Era un hombre pálido, translúcido. Medía casi dos metros de alto y la expresión en su rostro era la de alguien completamente desorientado. Vestía una raída levita gris y llevaba un monóculo en su ojo izquierdo. Estaba a su espalda, justo en el lugar por el que acababa de pasar.

—¿Puedo preguntarte algo?

Su voz recordaba al sonido de arena cayendo sobre arena.

Víctor asintió. Sabía lo que venía a continuación.

—¿Cómo te llamas? —dijo, mirándolo con intensidad. Su ojo se agigantó tras el monóculo.

—Me llamo Víctor… Víctor Torres.

El fantasma, pues de eso se trataba, suspiró y sacudió la cabeza, entristecido.

—No eres él… No eres quien busco.

—No, no lo soy.

Aquel hombre era uno de los errantes de la casa, un fantasma que se le aparecía de cuando en cuando, siempre en el mismo lugar, para hacerle siempre la misma pregunta, como si olvidara por completo sus anteriores encuentros.

—Algún día daré con él, ¿sabes? Llevo tiempo buscándolo, pero sé que, al final, lo encontraré.

—Estoy seguro —le animó Víctor con una gran sonrisa. El espectro se desvaneció poco a poco ante sus ojos, como si una mano invisible lo estuviera borrando con delicadeza.

El muchacho descendió las escaleras con rapidez, casi a saltos. La planta baja no había cambiado demasiado desde la noche anterior y, aunque lo hubiera hecho, no habría tenido problemas para orientarse: el aroma a bollería caliente señalaba el camino hacia la cocina como si fuera un faro.

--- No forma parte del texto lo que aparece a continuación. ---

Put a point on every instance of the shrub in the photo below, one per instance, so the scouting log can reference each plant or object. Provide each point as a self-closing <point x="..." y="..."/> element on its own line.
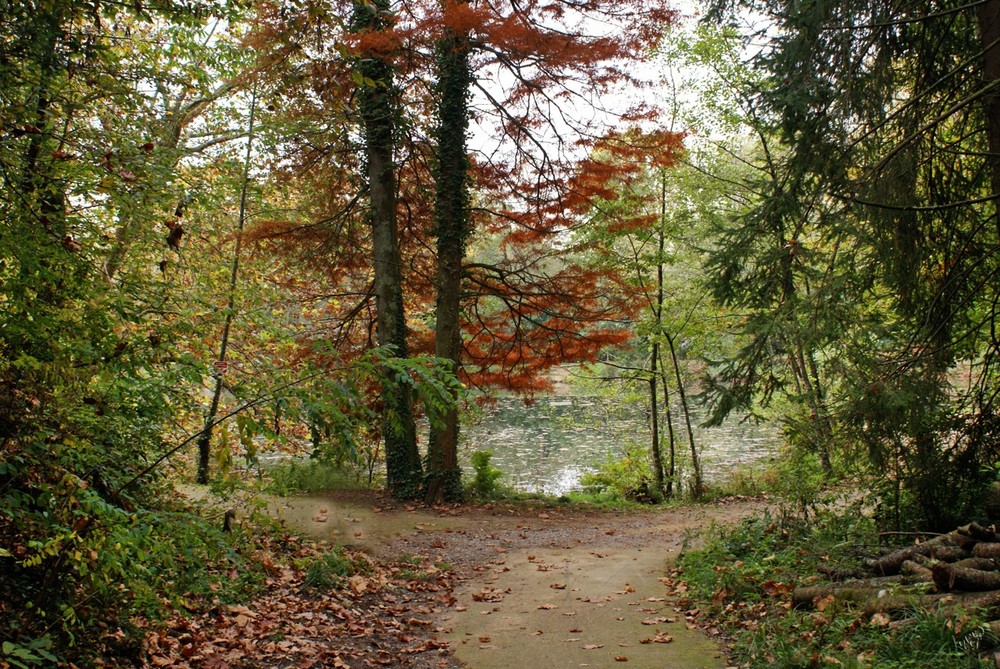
<point x="484" y="485"/>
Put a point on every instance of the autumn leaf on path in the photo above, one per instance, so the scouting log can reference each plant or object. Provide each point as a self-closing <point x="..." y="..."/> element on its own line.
<point x="774" y="588"/>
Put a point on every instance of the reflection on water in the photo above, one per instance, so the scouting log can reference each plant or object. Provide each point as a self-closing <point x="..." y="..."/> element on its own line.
<point x="547" y="446"/>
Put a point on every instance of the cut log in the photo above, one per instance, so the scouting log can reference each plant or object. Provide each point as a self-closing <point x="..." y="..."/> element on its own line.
<point x="858" y="592"/>
<point x="948" y="577"/>
<point x="980" y="532"/>
<point x="916" y="570"/>
<point x="983" y="564"/>
<point x="987" y="550"/>
<point x="987" y="602"/>
<point x="945" y="548"/>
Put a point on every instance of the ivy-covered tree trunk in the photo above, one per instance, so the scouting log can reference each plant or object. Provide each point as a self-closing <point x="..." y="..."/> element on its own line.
<point x="989" y="33"/>
<point x="377" y="103"/>
<point x="452" y="223"/>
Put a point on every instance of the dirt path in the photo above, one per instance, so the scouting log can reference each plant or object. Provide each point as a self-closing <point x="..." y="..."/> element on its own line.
<point x="542" y="588"/>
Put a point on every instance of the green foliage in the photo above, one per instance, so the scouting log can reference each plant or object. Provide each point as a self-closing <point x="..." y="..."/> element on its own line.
<point x="32" y="654"/>
<point x="309" y="476"/>
<point x="484" y="484"/>
<point x="744" y="574"/>
<point x="623" y="477"/>
<point x="330" y="568"/>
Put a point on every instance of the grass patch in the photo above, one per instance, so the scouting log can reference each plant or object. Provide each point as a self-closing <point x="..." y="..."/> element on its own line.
<point x="310" y="476"/>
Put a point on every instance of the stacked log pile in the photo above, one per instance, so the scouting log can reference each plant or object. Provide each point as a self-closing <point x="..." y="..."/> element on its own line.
<point x="960" y="569"/>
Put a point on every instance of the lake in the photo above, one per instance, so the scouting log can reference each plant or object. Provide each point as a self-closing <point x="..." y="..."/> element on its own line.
<point x="547" y="446"/>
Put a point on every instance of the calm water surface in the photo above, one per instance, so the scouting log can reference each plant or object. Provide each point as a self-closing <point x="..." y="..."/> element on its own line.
<point x="547" y="446"/>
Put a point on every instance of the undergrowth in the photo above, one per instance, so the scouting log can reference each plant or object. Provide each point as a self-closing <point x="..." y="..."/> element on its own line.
<point x="742" y="578"/>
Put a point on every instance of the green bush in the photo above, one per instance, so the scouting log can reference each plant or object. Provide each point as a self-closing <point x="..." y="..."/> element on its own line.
<point x="329" y="569"/>
<point x="485" y="483"/>
<point x="743" y="576"/>
<point x="628" y="477"/>
<point x="309" y="476"/>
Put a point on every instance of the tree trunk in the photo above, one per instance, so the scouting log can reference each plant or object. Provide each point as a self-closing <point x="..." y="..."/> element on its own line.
<point x="988" y="14"/>
<point x="695" y="461"/>
<point x="671" y="437"/>
<point x="451" y="215"/>
<point x="205" y="439"/>
<point x="378" y="113"/>
<point x="654" y="410"/>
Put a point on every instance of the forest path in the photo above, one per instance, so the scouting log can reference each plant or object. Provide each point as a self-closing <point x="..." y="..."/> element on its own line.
<point x="554" y="588"/>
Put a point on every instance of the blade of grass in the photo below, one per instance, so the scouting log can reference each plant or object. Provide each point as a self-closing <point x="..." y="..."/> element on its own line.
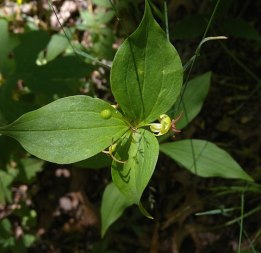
<point x="76" y="52"/>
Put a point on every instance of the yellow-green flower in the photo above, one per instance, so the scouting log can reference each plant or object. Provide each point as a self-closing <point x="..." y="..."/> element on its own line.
<point x="163" y="127"/>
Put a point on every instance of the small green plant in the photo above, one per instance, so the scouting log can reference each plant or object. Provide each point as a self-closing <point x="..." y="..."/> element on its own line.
<point x="146" y="81"/>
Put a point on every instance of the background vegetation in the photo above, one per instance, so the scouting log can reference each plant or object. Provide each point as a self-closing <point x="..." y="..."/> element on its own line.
<point x="46" y="207"/>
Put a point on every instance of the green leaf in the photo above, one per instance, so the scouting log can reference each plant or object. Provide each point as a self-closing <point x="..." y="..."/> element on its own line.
<point x="98" y="161"/>
<point x="67" y="130"/>
<point x="193" y="99"/>
<point x="30" y="167"/>
<point x="140" y="150"/>
<point x="208" y="160"/>
<point x="113" y="205"/>
<point x="6" y="178"/>
<point x="146" y="74"/>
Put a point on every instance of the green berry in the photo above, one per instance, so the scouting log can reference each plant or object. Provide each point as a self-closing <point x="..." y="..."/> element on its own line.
<point x="106" y="114"/>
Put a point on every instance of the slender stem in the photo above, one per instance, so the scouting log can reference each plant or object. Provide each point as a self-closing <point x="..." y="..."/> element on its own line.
<point x="241" y="222"/>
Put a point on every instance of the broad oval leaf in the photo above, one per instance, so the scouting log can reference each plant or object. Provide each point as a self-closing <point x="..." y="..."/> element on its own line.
<point x="204" y="159"/>
<point x="113" y="205"/>
<point x="146" y="74"/>
<point x="140" y="150"/>
<point x="67" y="130"/>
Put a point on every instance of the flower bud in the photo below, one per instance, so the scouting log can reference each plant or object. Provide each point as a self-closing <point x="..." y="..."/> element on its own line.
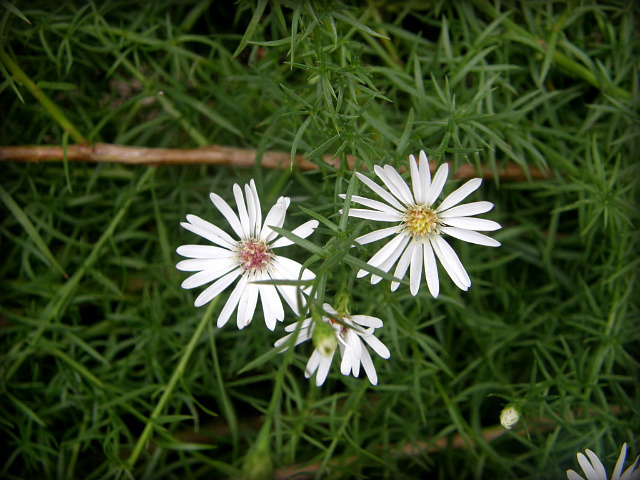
<point x="324" y="338"/>
<point x="509" y="416"/>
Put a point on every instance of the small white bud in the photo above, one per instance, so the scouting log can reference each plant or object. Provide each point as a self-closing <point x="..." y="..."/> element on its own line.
<point x="509" y="416"/>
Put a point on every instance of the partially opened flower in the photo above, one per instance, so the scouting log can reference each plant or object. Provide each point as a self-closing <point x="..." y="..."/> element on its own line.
<point x="349" y="331"/>
<point x="420" y="226"/>
<point x="249" y="259"/>
<point x="594" y="470"/>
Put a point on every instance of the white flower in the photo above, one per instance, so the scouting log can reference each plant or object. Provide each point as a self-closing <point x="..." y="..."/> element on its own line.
<point x="419" y="226"/>
<point x="349" y="332"/>
<point x="594" y="470"/>
<point x="250" y="258"/>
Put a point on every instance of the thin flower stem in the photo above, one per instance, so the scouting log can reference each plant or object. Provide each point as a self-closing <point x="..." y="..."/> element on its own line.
<point x="222" y="155"/>
<point x="168" y="391"/>
<point x="46" y="102"/>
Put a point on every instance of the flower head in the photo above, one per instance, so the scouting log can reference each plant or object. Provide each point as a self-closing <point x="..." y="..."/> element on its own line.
<point x="420" y="225"/>
<point x="349" y="331"/>
<point x="249" y="259"/>
<point x="594" y="470"/>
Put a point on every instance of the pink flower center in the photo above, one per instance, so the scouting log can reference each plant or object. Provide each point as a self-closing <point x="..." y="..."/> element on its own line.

La lámpara de araña se balanceaba suavemente en el techo del salón. El sol entraba a raudales por las amplias ventanas, llenando de charcos de luz la gran estancia. Las sombras de los muebles parecían agitarse, indecisas, como si estuvieran mal pegadas al suelo y las paredes. Mientras pasaba junto al piano, la sombra de este saltó de la alfombra, se encaramó al sillón y echó a volar. Atravesó uno de los ventanales para enfilar directa hacia el cielo como una disparatada cometa de tela negra.

Víctor la siguió con la mirada hasta que el brillo del sol lo deslumbró. Se frotó los ojos y siguió su camino a la cocina.

Fuera, la sombra revoloteó durante un buen rato, haciendo piruetas y jugando entre las copas de los árboles. Cuando regresó al salón para ocupar su puesto a los pies del piano, no lo encontró. El instrumento se había marchado en busca de su sombra y se había perdido en la inmensidad de la casa de la Colina Negra.